El coronel Muñoz era el más ecuánime. Sentado bajo el triángulo de la Logia, en la reunión del primero de junio expuso su opinión. No compartía los temores de Julio y del comandante Campos respecto a la rebelión militar y, por lo tanto, no era partidario de ceder demasiado ante el partido comunista; tampoco compartía los del general respecto al peligro que significaba realmente Cosme Vila y así no veía la necesidad de meter en la cárcel a todos los dirigentes obreros exaltados. A su entender, el justo medio se imponía una vez más. ¿Qué podía ocurrir? La huelga, muy bien. Todo parado. Duraría una semana, dos. A los quince días, ¿qué comerían los obreros?
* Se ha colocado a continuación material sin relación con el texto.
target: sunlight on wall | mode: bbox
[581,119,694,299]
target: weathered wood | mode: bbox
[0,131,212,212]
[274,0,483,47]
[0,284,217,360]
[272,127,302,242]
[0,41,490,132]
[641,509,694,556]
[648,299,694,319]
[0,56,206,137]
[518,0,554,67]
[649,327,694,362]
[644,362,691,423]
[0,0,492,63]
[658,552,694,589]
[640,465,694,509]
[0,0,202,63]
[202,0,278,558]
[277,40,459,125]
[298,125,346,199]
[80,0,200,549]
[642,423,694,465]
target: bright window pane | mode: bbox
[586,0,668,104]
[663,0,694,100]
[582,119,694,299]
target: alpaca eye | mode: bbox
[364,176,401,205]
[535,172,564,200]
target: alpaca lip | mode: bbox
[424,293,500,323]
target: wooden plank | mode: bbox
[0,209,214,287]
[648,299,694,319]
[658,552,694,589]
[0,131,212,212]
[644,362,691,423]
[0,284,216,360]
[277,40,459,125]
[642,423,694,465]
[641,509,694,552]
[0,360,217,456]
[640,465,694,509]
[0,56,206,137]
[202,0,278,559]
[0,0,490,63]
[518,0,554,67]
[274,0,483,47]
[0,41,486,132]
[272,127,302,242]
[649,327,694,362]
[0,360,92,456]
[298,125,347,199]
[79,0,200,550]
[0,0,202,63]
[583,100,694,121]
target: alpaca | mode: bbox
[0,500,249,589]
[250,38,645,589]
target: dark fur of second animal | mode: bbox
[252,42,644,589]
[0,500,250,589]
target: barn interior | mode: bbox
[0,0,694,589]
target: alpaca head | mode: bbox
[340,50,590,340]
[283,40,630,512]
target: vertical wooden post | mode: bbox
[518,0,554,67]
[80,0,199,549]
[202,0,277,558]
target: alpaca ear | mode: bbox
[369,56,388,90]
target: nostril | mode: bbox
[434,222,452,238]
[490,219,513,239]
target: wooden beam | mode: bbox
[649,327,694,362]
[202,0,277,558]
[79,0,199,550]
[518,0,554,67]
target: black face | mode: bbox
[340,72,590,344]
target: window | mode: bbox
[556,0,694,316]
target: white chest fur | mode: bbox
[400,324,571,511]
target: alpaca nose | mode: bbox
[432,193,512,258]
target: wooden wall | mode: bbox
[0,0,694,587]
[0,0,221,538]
Ya los anarquistas sabían algo de ello… ¿Se decidirían a saltar tiendas y almacenes antes que considerarse fracasados? Entonces entraría en acción la astucia de que hablaba Julio… El H… Casal irrumpiría en el primer plano de la actualidad. Presentaría sus bases socialistas, compactas, estudiadas, razonables. Ello respaldado por la fuerza pública. Un estudio a fondo de lo que a cada oficio le hacía falta. «Y conjuntamente a las bases, se comunicaría al pueblo que éstas merecían la aprobación del Inspector de Trabajo y de las autoridades. Con aplicación inmediata, además, en beneficio de aquellos que mostraran su adhesión a ellas». ¿Consecuencias de todo ello…? Los industriales y comerciantes verían, por fin, una posibilidad de acuerdo moderado. Se reabrirían algunos locales. En cuanto a los obreros, excepto algunos románticos la mayoría empezaría a reflexionar. Sus mujeres les dirían: «¿Te das cuenta? Fulano de tal cobrará tanto, y tú aquí parado». Todo esto —repetía— respaldado por la fuerza pública. Las patrullas debían circular continuamente por la ciudad.

—Amigos, yo creo que no hay que perder la cabeza. El Frente Popular ha resultado ficticio, de acuerdo. En España pactar con gente como Gorki o el anarquista ese de las botas resulta peligroso para los que amamos el orden y el progreso; y por ello la República se ha preocupado desde el primer momento de la instrucción pública. Sin embargo, no hay que olvidar lo que teníamos antes de la victoria del Frente Popular. En las elecciones compramos la libertad de conseguir avances sociales, la posibilidad de que las grandes potencias no nos consideraran un país de inquisidores y esclavos; es justo que ahora tengamos que pagar un tributo. No hay que perder la cabeza por ello. Que cada uno se mantenga en su puesto. En Madrid saben adonde van, y lo que se tiene ante los ojos no debe perjudicar la visión del conjunto ni de lo futuro. Yo pido, de un lado, que el jefe de Policía se muestre enérgico y, de otro, moderación a los que quisieran tomar medidas draconianas. La Historia no se hace en un día y creo que desde 1931 hemos dado un gran paso en la civilización. Soportemos los contratiempos en homenaje a los ideales que nos unen.

Pocos fueron los que salieron convencidos. El general comprendió una vez más que el coronel era un ingenuo y recordó lo que sus tres hijas solteras decían siempre de él: «¡Qué excelente marido haría!» Julio estaba desesperado viendo que nadie tomaba en serio, ¡ni siquiera los militares!, el peligro del levantamiento. Ni siquiera viendo lo que ocurría con el asunto del teniente Martín, con el traslado del comandante. En cuanto a Casal, al llegar a su casa dejó los guantes blancos sobre la mesa y fue a dar el consabido beso a sus tres hijos. Su protuberante nariz los despertaba a veces. Su esposa no le aconsejó, como antaño, «que obedeciera a los que eran más altos que él». Por el contrario, de un tiempo a esta parte, se había puesto a la defensiva y le contó lo que la mujer de Cosme Vila le había dicho: «Cosme cree que ha llegado la hora».

—¿Qué significa eso? —dijo—. Anda con cuidado. Ya sabes que el instinto no me engaña.

De pronto vio los guantes del tipógrafo sobre la mesa. Los tomó y exclamó: «¡Jesús, qué sucios están! He de lavarlos en seguida».